諏訪という場所は、
なにやら古層の神の匂いがプンプン。
東北地方でさえ、深く奥底へとどめられているものが
露出している。
そのひとつが、「小袋石」(おふくろいし)

諏訪の神様のルーツと言われる諏訪大社前宮から、
30分ほど山の中へ入った森の中に
突然現れた、高さ5メートルもあろうかという巨大な石。


なんで、こんなところに?
なんで、こんな斜面に?
と思わずにいられないほど唐突にその石は現れる。
石の中からは松が生え、
真ん中の割れ目からは、ちょろちょろと水が流れている。
背筋がゾクッとした。
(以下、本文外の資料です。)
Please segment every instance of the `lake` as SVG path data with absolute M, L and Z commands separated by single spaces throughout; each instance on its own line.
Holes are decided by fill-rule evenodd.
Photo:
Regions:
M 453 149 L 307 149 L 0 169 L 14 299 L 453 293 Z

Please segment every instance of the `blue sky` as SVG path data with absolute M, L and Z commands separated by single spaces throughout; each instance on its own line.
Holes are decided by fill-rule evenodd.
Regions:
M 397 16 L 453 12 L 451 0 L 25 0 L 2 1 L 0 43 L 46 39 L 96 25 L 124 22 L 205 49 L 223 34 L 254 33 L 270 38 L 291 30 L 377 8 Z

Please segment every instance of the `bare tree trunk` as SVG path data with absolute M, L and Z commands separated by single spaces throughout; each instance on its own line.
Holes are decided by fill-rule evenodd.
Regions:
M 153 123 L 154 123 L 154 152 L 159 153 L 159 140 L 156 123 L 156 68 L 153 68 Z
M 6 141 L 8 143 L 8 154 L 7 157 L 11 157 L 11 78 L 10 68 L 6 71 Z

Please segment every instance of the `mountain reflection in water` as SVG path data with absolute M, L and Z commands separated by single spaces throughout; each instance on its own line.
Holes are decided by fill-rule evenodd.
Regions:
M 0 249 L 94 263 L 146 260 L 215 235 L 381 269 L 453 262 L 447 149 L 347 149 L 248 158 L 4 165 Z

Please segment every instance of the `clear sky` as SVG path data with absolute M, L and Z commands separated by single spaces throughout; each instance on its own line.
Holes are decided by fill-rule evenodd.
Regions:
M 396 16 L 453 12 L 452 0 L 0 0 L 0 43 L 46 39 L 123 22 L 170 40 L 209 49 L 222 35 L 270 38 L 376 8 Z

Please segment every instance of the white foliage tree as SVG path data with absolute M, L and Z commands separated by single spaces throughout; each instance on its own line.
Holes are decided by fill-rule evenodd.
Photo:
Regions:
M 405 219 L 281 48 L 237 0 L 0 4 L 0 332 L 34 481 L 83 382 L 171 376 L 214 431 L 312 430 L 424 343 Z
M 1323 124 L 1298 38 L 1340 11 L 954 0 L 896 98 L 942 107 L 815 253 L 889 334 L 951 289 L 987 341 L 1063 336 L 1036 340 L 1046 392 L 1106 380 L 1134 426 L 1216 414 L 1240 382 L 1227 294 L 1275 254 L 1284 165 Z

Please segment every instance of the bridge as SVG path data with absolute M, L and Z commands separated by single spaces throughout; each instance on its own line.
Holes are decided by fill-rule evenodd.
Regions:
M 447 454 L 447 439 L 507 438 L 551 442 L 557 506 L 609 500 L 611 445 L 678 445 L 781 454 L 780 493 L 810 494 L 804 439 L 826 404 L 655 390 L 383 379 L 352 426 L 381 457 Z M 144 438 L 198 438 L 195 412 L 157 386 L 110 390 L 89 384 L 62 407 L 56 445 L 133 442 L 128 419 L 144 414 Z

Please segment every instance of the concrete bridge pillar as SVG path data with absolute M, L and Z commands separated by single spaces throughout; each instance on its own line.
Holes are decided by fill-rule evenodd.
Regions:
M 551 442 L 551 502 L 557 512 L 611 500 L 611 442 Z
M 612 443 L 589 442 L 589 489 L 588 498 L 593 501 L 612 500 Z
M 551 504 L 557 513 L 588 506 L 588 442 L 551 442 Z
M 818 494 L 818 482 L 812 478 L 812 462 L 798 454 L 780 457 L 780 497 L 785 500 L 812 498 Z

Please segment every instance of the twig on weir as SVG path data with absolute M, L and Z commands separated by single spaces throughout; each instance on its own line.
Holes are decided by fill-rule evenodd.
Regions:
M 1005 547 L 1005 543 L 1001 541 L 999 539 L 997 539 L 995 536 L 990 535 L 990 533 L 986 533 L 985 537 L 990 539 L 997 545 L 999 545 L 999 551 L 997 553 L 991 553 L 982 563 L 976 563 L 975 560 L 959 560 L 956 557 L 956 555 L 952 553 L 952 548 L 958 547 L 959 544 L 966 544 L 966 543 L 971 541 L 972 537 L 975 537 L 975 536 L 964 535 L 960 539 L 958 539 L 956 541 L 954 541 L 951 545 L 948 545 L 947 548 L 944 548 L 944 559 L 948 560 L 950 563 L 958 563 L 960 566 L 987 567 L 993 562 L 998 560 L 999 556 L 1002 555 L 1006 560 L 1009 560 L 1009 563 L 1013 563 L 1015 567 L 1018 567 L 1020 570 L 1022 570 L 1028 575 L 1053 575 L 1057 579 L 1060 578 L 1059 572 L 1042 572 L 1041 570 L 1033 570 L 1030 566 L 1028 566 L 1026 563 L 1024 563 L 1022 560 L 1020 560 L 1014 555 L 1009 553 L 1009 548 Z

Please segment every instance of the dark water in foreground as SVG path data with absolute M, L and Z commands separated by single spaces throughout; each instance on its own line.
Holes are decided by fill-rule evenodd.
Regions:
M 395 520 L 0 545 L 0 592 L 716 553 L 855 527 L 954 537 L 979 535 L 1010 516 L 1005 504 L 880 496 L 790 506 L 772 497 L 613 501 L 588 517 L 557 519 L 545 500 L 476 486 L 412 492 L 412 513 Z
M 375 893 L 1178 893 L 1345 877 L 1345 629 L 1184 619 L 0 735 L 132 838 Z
、
なんともエロティックである。
噴火で飛んできたのか?
ここまでもが海だった?
よくわからないけれど、縄文時代あたりから
ここにドッかと腰を落ち着けていたのか?
磯並神社のご神体らしく、
まわりには、小さな祠がちゃんとある。
その四隅には小さな御柱も。


その当時から、1万数千年もたっているけれど、
諏訪を歩いていると、
そのときから、何も変わっていないということがよくわかる。
進歩したような錯覚を起こすのは、
科学技術のマジック。
でも、人間の心はそこから何も変化していないし、
いや、心の使い方は退化しているのかもしれない。
社会や、宗教が生まれる前の日本。
そのとき、私たち日本人は、何を考えていたのか?
縄文は、それをもう一度ちゃんと考えるように
我々を仕向けているのだろう。
土器、土偶、道具など
縄文はすでに、すべてのものを持っていた。
計り知れないポテンシャルの時代。
それが私たちにつながっていると思うと、
俄然、わくわくである。
詳しくは、
「縄文聖地巡礼」という
坂本龍一さんと中沢新一さんの本で。